While you should use the NCBI identifier format, there isn't a publicly recognized standard for descriptions. Some people choose to omit descriptions entirely, while others load up the definition line with the entire contents of a GenBank file. The best descriptions are both brief and informative. Descriptions from the NCBI include a short description and the species names in square brackets at the end of the line. This is a reasonably good practice, but you should be wary of trying to reliably parse descriptions that don't come from a controlled vocabulary. The following identifier is a real example of a difficult-to-parse description:

>gi|20820984|ref|XP_140836.1| similar to DiGeorge syndrome critical region gene DGSI 
protein [Homo sapiens] [Mus musculus]

It's hard to tell if this is a human or mouse sequence. In reality, it's a mouse sequence similar to a human protein that originates from a region involved with the genetic disease called DiGeorge Syndrome. If you use a regular expression to find all Homo sapiens sequences and you don't bind the pattern match to the end of the line, this description can fool you.
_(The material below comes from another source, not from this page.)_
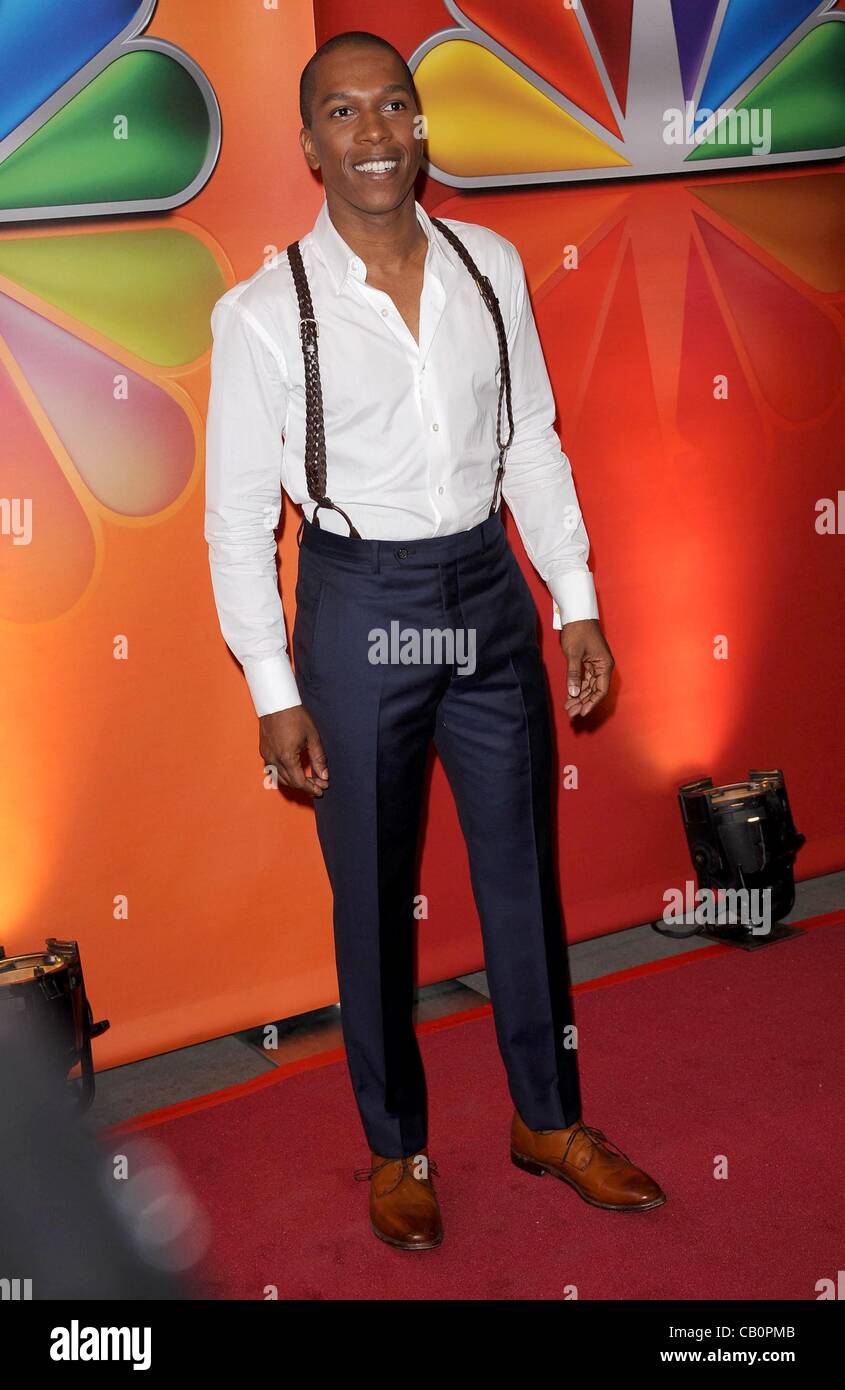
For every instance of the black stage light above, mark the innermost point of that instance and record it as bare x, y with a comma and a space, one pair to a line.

This kind of problem isn't limited to FASTA files; you'll also find fields in GenBank records that have embedded GenBank tags. It's both confusing and annoying. Unfortunately, automatically generating descriptions from transitive associations is a common practice. One way to cope with this problem is to rigorously construct your own definition lines from a controlled vocabulary. Another way is to trust only the identifiers, and when you need biological information, such as the species, retrieve it directly from the parent biological database.